All about: Content Management
2005-05-25
Content Management has been said to be the art of making information accessible. Like all application types, it has gone under several names, including Information Management and Document Management. In these Web-driven days it is concerned mostly with how information is presented to users of the Internet, either externally or internally to the corporation. The bottom line is, if you have document-based information (and there are few companies that do not), you need a strategy to deal with it and there may be applications that can help.
Content Management has hefty overlaps with Portals. These are best defined by example: Yahoo! is a portal, as is FT.com. Portals collate and present information and services in a suitable form for their user base they can be generic, industry specific or focused on a particular topic. A particular form of portal is the Enterprise Portal one which provides corporate employees with access to all the information and services that they need to get the job done.
What is Content Management? Content Management owes its parentage to two converging technology areas, that is document management and the Web. The latter needs no introduction; as for document management, fair to say that it is a well-mined seam for those that know it, and a minefield for those that don't. To document management we owe one principle, namely:
Everything is a document
This principle is central to understanding content management. Put it this way, everything form of data, from an email or a a spreadsheet to an audio file or a banking transaction, can be considered as a document. This principle becomes even more important when we take into account something else inherited from Document Management, namely XML which is the ideal packaging mechanism for all these so-called "documents".
More on this later, but for now lets consider what content management is for. Over the past five years, many millions of Web sites have been evolving from from simple, text-and-graphics-based informational sites ("brochureware") to complex resources linking many forms of information and enabling a far richer "end-user experience" (if you will). Against this backdrop, the "content" - that is, the text, graphics, audio, video and other data - needs to be managed. It needs to be created, verified, delivered, maintained and bumped off when it has reached its sell-by date.
Content Management is often linked to portals - which are no more than content farms, from an application perspective. Content Management does tie into other application types. For a start, as it is Web-based it needs to work with application servers, e-commerce engines and other paraphernalia of the Web. Linkage between content management and CRM are inevitable, in a drive to get that "experience" unique for each and every user - and, of course to log every key-click they might make.
The Business Need for Content Management The evolution towards richness of content has caused increased costs due to the complexity of the information. It is far easier to manage a few pages of text to a multi-layered, multimedia "experience". Even the simplest of sites have a tendency towards complexity, over time. Content management enables content to be stored, managed and maintained appropriately. It also permits the process of content development to be controlled. The litmus test for a content management application is simple - can you use it to recreate your web site as it was on an exact day six months ago? If you want to know why you would need such a facility, just wait six months.

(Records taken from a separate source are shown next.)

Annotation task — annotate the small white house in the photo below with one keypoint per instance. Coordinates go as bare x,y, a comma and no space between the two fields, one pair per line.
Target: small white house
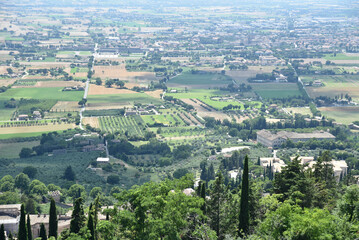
103,160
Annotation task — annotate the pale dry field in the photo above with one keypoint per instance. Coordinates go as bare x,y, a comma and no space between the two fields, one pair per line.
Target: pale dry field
47,84
155,94
66,105
121,73
102,90
107,106
31,129
92,121
46,64
6,82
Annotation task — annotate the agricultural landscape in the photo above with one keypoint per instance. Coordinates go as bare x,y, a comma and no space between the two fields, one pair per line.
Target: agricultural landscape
101,100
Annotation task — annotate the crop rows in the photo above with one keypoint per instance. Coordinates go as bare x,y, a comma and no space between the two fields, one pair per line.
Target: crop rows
131,125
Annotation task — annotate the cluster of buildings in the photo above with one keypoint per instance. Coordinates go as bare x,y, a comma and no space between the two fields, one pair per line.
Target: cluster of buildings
273,140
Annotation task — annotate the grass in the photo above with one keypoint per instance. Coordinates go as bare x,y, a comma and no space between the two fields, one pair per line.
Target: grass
133,126
205,96
47,59
300,110
334,85
340,56
51,168
21,135
124,98
276,90
343,115
42,93
206,79
167,120
12,150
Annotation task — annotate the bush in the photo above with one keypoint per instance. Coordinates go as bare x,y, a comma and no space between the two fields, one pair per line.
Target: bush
30,171
113,179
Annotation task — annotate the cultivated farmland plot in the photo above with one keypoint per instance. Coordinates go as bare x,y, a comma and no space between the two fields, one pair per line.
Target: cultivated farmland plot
131,125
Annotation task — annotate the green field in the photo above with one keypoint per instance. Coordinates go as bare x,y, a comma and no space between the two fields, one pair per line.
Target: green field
206,79
205,96
276,90
12,150
133,126
55,93
21,135
167,120
51,168
340,56
343,115
129,99
334,85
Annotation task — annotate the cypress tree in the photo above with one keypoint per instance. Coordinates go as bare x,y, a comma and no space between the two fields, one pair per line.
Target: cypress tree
43,235
244,204
28,224
22,233
53,219
2,232
78,217
90,226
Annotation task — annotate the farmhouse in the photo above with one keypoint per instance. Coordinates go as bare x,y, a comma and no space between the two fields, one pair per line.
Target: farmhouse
23,117
269,139
102,160
340,167
276,164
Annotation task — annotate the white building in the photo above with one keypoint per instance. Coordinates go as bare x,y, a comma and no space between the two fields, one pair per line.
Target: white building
276,163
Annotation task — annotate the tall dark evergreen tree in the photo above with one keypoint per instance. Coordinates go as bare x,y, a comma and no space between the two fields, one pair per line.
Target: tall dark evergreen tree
211,173
43,234
28,224
53,219
22,233
2,232
244,204
216,205
90,226
78,217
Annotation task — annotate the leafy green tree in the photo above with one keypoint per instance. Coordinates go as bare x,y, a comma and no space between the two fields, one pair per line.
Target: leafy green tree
113,179
37,187
22,233
22,182
295,183
78,216
293,222
180,172
28,225
349,204
43,234
30,171
244,204
151,211
95,192
69,174
2,232
76,191
53,219
25,153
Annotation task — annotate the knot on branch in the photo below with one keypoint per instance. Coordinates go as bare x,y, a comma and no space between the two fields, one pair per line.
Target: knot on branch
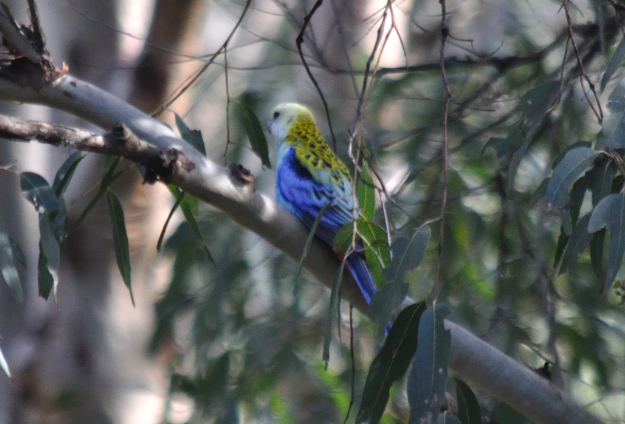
23,56
159,164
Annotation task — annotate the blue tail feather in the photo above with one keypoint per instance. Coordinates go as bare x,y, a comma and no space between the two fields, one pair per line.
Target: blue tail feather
358,266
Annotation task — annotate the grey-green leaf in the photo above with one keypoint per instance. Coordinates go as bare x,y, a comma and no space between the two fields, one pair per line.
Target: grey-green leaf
65,173
613,65
575,163
7,266
612,133
38,192
536,102
193,137
4,365
468,407
366,194
46,280
610,214
407,255
579,239
427,380
120,240
390,364
254,132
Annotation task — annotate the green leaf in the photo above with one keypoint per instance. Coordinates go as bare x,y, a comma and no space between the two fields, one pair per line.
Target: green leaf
7,266
505,146
428,377
407,254
596,254
49,243
309,240
515,161
108,171
193,137
602,181
447,418
254,132
18,254
333,310
65,173
540,192
50,257
610,214
578,240
375,238
108,177
612,135
468,407
371,235
189,208
390,364
366,194
4,365
45,279
613,65
575,163
120,240
536,103
38,192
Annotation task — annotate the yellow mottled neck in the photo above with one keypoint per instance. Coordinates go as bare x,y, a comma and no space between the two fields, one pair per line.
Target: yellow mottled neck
311,149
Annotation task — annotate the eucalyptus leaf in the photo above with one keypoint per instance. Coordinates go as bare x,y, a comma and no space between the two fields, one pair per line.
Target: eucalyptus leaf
575,163
428,377
610,214
390,364
120,240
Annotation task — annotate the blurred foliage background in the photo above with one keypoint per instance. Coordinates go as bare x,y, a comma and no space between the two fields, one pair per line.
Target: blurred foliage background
230,341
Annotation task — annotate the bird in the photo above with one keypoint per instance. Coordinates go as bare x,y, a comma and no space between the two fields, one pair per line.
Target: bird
309,176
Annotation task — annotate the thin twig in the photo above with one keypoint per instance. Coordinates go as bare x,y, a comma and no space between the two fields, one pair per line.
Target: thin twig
351,352
228,141
298,42
583,76
441,234
39,41
194,77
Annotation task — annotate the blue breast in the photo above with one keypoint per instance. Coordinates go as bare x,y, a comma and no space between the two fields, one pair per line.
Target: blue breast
302,194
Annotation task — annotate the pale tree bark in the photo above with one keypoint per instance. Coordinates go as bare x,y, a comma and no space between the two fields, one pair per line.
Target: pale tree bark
95,340
232,191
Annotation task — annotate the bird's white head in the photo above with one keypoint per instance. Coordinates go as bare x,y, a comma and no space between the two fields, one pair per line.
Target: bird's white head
285,115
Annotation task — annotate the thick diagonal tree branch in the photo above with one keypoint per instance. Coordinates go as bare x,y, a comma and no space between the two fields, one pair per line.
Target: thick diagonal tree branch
155,144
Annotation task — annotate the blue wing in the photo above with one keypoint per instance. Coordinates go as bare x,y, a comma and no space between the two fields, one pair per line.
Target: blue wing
304,196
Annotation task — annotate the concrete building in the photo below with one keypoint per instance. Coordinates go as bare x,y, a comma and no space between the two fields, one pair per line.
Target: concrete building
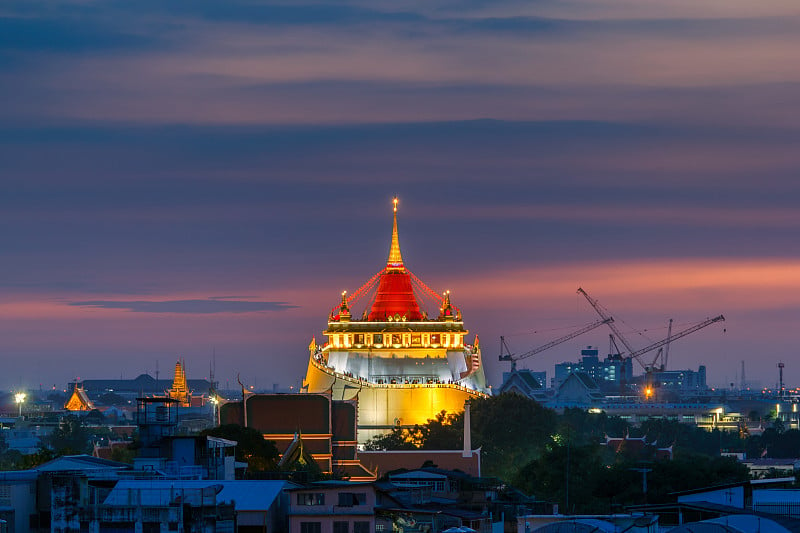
611,374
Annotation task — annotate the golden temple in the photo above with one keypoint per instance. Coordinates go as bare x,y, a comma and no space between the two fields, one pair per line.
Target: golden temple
402,366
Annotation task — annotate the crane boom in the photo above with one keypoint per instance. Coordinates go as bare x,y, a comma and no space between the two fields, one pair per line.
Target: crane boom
611,325
514,358
672,337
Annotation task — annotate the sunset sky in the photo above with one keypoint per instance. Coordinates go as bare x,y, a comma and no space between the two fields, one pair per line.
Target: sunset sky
182,178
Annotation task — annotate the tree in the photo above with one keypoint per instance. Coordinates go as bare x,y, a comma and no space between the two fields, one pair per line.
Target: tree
511,430
259,454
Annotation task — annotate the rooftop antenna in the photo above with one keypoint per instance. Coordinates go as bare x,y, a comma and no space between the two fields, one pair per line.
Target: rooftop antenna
743,384
665,360
212,365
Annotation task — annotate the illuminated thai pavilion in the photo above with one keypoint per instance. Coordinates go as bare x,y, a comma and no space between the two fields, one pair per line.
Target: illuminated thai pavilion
402,365
179,390
78,400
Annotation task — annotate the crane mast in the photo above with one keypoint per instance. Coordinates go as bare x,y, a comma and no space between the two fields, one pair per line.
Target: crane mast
600,311
508,356
636,354
670,338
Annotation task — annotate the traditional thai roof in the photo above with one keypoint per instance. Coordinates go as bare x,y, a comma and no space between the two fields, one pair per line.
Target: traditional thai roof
79,400
179,390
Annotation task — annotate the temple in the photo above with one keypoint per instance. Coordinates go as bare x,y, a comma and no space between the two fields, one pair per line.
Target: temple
179,390
78,400
402,365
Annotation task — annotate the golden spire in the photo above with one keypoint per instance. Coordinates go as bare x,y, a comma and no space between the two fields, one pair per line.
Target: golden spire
395,258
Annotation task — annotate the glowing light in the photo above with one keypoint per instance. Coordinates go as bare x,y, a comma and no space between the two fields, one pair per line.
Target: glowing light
19,398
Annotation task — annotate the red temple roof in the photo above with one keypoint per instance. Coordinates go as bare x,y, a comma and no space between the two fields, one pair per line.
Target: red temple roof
395,296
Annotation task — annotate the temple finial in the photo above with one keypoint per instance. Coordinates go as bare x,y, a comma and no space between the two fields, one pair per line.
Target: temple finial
395,258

Content management can be thought of as a springboard. It is not entirely necessary to manage content in a structured fashion, or to use tools to automate it. However, the successful use of content management facilities will enable organisations to do more with less, to manage more information and deliver it more reliably than otherwise. Enterprise-scale content management applications can be expensive, hence commitment is required from the top not only to cover the costs of the products, but also to implement the necessary processes to enable their benefits to be realised.
Deploying Content Management Applications The deployment of a content management application should be considered as an integrated part of a company's strategy for using the Web. Content management is as much about process as product. Not only is there the content development and delivery process to think about, but also the other processes (aka workflows) of the organisation will be impacted, in particular the customer-facing processes such as marketing, sales and support.
Issues with Content Management Content management is a relatively mature, and hence stable, market and suffers less from teething problems than a number of other application areas. Issues with content management tend to come more from the way it is implemented - implementation of the wrong process, or failure to integrate with external systems and workflows can cause more problems than it solves.
One issue concerns the distribution of content. Content distribution networks relive the pressure on web sites by offering alternative locations for the content. This can solve difficulties of accessing content from specific geographies, not to mention easing the load on a company's "core" web site.
The Future of Content Management Content management may have the basic model correct, but it must adapt to fit with new technologies and new business models as they come on stream. It will undoubtedly be impacted by the arrival of broadband technologies as these enable new forms of content (such as streamed audio and video) to be delivered. Web services and hosted applications will also impact on content management, not so much in its principles but in the way it is implemented.